As business owners begin preparing their company for sale, something to consider is how much time it would take to fix a problem if one is found.
"The way we thought about it is, what are the things that are really hard to remedy if you haven't started two years out?" says Lazard Frères & Co. CEO and Head of Industrials, Private Market Advisory, Robert Frost, speaking at the Minneapolis Smart Business Dealmakers Conference. "A lot of times when companies hire investment bankers, those are the things that are really hardest to deal with because you really can't deal with them once you parachute in and you're trying to be in the marketplace."
Part of making the transaction successful is having a succession plan for the management team.
"That's really, really important," he says. "We see that a lot in privately owned companies where that just hasn't been thought through. You're not putting that management team, that next layer, in a place to be successful because that's really, if you're trying to sail off into the sunset, what a buyer is going to be acquiring. And so really thinking about that, putting them in the right seats at the right time and giving them an opportunity to establish a track record in those chairs before you want to sell the business. Then also thinking about that from a retention standpoint and putting the right structures in place so they're incented to make the transaction successful and there's not a conflict of interest with the management team."
Another aspect is growth. Frost says he sees a wide range of preparedness in terms of articulating a growth strategy.
"It seems obvious but, really putting down on paper what the growth strategy is well in advance. That's obviously important to execute a growth strategy, but from a buyer's perspective, it really puts them in a position to have a clearer picture of what they're underwriting," Frost says. "Obviously, you're going to put a growth strategy in place to articulate the future in a sale process. But we find it to be really helpful when you can go back and say, Look, this was the growth strategy two, three, four years ago. You can see the track record of execution. And it just provides credibility to the growth story that you're selling when you're actually in the market."

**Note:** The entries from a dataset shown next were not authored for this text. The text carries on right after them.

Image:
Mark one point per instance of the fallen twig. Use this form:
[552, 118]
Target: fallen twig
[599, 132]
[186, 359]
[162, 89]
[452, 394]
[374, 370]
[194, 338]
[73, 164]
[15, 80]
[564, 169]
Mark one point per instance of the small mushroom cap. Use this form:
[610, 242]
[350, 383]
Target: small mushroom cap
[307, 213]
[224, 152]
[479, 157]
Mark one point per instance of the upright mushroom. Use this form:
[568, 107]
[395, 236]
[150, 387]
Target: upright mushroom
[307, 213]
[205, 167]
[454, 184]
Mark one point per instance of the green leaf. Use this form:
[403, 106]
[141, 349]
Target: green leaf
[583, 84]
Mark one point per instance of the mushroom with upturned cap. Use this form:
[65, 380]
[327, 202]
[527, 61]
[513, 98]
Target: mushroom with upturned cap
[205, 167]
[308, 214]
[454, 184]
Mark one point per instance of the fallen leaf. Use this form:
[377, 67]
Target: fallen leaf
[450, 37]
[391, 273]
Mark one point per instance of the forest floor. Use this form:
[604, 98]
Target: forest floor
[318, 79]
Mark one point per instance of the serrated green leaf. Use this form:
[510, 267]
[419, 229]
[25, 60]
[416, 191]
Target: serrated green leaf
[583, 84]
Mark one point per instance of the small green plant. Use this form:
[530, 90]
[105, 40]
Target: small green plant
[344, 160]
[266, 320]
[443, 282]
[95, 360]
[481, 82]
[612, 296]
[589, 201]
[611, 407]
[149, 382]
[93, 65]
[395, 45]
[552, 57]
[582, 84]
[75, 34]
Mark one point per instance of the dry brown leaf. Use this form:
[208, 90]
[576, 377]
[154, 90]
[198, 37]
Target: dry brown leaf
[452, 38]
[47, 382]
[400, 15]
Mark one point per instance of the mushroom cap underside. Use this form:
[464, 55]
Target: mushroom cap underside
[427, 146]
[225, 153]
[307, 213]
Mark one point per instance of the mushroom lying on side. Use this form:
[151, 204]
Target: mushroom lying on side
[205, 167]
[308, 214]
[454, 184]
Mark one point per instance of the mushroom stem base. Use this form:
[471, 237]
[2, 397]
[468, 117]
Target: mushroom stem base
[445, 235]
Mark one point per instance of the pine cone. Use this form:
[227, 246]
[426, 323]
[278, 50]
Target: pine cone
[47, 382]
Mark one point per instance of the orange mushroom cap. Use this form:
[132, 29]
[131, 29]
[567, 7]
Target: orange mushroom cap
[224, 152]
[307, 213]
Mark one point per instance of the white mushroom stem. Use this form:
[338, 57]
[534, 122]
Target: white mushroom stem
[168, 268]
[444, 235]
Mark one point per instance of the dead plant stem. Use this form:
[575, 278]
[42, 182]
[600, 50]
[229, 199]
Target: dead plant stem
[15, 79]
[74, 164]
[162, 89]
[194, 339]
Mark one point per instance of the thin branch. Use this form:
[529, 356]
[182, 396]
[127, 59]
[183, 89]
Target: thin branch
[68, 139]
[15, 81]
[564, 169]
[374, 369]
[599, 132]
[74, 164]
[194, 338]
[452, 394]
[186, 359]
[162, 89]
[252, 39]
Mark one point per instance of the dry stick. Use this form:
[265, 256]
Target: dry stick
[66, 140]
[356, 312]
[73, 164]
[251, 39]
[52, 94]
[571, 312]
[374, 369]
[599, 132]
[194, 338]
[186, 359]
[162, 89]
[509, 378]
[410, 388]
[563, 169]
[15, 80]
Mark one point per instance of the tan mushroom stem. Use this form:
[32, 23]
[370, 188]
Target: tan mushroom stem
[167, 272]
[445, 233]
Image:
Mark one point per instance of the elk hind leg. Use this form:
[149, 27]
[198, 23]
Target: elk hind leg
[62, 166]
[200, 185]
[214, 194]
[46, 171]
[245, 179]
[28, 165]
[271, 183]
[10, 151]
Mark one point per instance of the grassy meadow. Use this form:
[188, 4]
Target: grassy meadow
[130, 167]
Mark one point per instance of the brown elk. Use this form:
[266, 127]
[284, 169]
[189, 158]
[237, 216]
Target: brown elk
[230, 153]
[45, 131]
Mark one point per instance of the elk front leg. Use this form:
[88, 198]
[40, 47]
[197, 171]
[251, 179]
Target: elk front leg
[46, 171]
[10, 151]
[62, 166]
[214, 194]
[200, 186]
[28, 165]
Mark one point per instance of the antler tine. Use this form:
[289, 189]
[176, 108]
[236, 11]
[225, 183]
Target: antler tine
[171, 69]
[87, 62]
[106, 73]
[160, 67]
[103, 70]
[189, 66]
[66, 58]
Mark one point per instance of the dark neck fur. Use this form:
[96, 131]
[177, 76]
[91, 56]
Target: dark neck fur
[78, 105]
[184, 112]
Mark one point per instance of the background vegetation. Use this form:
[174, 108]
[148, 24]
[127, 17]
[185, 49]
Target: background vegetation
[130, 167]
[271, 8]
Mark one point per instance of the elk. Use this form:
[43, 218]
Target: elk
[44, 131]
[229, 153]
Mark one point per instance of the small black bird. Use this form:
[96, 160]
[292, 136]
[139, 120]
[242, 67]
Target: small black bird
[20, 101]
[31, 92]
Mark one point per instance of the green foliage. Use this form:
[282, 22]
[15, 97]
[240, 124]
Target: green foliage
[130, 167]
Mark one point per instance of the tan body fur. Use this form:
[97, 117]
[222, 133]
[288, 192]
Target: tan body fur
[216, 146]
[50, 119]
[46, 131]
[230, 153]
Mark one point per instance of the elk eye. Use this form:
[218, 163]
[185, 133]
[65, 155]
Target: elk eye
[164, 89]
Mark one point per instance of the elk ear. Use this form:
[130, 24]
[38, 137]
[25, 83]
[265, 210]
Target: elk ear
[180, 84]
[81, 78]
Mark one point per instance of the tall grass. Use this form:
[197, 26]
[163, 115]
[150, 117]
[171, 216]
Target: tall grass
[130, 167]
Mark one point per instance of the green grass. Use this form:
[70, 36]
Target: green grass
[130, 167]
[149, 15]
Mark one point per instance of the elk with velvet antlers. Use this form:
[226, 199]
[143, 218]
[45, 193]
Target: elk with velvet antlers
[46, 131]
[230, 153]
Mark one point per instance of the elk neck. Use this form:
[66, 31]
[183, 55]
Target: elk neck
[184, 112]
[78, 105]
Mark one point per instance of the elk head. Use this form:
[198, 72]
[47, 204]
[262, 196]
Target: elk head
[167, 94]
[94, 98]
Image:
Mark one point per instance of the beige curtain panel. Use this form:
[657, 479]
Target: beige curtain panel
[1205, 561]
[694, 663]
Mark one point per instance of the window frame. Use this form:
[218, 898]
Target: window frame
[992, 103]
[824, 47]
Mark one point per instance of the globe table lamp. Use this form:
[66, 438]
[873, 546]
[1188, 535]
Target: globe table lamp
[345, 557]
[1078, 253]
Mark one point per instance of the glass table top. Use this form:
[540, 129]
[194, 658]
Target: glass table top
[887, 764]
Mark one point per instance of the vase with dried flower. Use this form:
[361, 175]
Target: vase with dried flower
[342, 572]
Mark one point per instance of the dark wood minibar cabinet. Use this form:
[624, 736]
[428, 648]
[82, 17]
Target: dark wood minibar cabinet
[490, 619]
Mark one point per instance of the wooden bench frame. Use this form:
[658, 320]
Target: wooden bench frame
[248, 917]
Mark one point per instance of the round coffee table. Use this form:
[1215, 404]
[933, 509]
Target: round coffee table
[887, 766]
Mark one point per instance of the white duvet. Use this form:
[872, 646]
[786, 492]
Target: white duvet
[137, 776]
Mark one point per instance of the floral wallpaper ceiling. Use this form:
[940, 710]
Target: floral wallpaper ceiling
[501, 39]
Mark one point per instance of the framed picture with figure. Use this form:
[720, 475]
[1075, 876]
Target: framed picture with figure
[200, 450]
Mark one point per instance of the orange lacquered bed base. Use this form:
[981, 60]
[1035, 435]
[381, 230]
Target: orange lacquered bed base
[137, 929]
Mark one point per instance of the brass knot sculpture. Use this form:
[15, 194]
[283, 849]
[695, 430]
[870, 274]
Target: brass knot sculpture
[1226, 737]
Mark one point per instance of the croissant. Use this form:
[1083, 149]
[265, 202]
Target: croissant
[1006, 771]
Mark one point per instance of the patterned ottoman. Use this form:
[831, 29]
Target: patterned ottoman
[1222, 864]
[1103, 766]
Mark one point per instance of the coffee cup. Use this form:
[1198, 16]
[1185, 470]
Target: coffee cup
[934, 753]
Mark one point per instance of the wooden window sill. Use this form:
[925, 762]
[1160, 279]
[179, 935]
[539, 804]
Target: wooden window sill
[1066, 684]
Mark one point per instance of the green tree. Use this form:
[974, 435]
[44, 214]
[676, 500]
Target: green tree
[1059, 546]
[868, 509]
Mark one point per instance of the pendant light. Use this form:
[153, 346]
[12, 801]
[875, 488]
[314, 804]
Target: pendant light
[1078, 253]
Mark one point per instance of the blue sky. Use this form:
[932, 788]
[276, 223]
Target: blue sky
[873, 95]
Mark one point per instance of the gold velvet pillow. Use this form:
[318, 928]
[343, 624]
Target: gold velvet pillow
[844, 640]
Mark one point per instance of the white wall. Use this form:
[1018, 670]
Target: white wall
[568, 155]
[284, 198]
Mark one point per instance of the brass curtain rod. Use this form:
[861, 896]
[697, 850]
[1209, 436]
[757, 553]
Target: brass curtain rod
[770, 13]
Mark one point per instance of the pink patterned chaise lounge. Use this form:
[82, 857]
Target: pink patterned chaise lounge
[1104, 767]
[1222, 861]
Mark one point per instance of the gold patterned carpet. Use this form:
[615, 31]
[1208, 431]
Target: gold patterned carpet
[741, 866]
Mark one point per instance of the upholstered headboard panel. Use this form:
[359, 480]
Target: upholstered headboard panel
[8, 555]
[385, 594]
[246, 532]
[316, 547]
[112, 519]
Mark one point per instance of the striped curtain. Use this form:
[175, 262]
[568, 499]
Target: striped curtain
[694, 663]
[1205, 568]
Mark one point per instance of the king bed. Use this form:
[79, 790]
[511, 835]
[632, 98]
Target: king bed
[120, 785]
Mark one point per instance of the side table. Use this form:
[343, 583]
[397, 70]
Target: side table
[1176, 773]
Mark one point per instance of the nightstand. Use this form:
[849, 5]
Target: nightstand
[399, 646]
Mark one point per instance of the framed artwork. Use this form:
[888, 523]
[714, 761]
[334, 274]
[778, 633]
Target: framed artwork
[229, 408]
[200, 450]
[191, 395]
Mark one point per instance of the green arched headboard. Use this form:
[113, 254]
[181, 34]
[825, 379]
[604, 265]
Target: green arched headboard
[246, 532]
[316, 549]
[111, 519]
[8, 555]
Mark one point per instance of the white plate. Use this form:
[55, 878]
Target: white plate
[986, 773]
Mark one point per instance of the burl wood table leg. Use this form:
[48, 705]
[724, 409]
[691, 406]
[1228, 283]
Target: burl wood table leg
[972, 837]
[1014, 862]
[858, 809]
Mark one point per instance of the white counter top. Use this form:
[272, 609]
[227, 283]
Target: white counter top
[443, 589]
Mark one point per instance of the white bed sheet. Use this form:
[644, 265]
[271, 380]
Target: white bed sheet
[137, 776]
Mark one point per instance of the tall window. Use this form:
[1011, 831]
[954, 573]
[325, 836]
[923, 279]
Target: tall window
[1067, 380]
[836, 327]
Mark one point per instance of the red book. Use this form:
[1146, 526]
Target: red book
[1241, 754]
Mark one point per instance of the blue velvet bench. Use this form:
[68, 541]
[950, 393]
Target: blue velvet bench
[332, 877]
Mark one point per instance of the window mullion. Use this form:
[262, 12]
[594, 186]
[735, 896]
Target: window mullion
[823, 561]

Frost also suggests making investments early. He says too often when selling the growth strategy while in the market, a lot of those investments are prospective. That's much harder for a buyer to underwrite. A growth strategy that requires investment in CapEx, new locations or R&D that require capital is generally money well spent in terms of getting a buyer in a position to underwrite the future.
Financial reporting is also critically important, particularly with private companies. While owners tend to have an intuitive knowledge and sense for the business that they don't need the depth of financial reporting and analysis to run it, they should understand the distinction between running the business and then asking a buyer to underwrite it.
When it comes to legal and environmental issues, he says it's important that owners have their ducks in a row and have the right lawyers under the tent early in the process to address red flags, but it's also preparedness — having everything well-organized.
"If you do that, you'll find that in a lot of cases you'll be making changes in terms of maybe corporate structure changes or things like that. But just cleaning up the org chart, or it might be addressing specific legal issues, HR issues, whatever it might be," he says. "But if you're doing that on the fly, once you've hired investment bankers, a lot of times it's too late."
The company's ESG profile, he says, is a new but important topic.
"It's really important, now, to think about that — I would say definitely if you think you might be a candidate to be acquired by a public company," Frost says. "But even these private equity firms now, it's really, really important. They're thinking about that. They have to communicate that to their LPs. And so you think about that in terms of the markets and the types of products, the services you provide, what's that profile look like? What are the issues around that to address? But it's also things around environmental, employee diversity, things like that, that have an impact on your ESG profile that a buyer is going to be thinking about."
Sellers should also think about who their potential buyers are, and get to know them.
"That's helpful in terms of planting the seeds for who my buyers might be, particularly if they're strategic buyers," Frost says. "It puts those buyers in a position to know who you are — you're on their radar, they can begin to think about you — so that when your investment banker is approaching them, they're knowledgeable, they're educated, they've thought about it, they've got a view. And that can be tricky to do because it's sensitive for a lot of companies to signal that they may be for sale at some point in the near future. But you can do it the right way, in terms of just getting to know them from an industry perspective and building a relationship."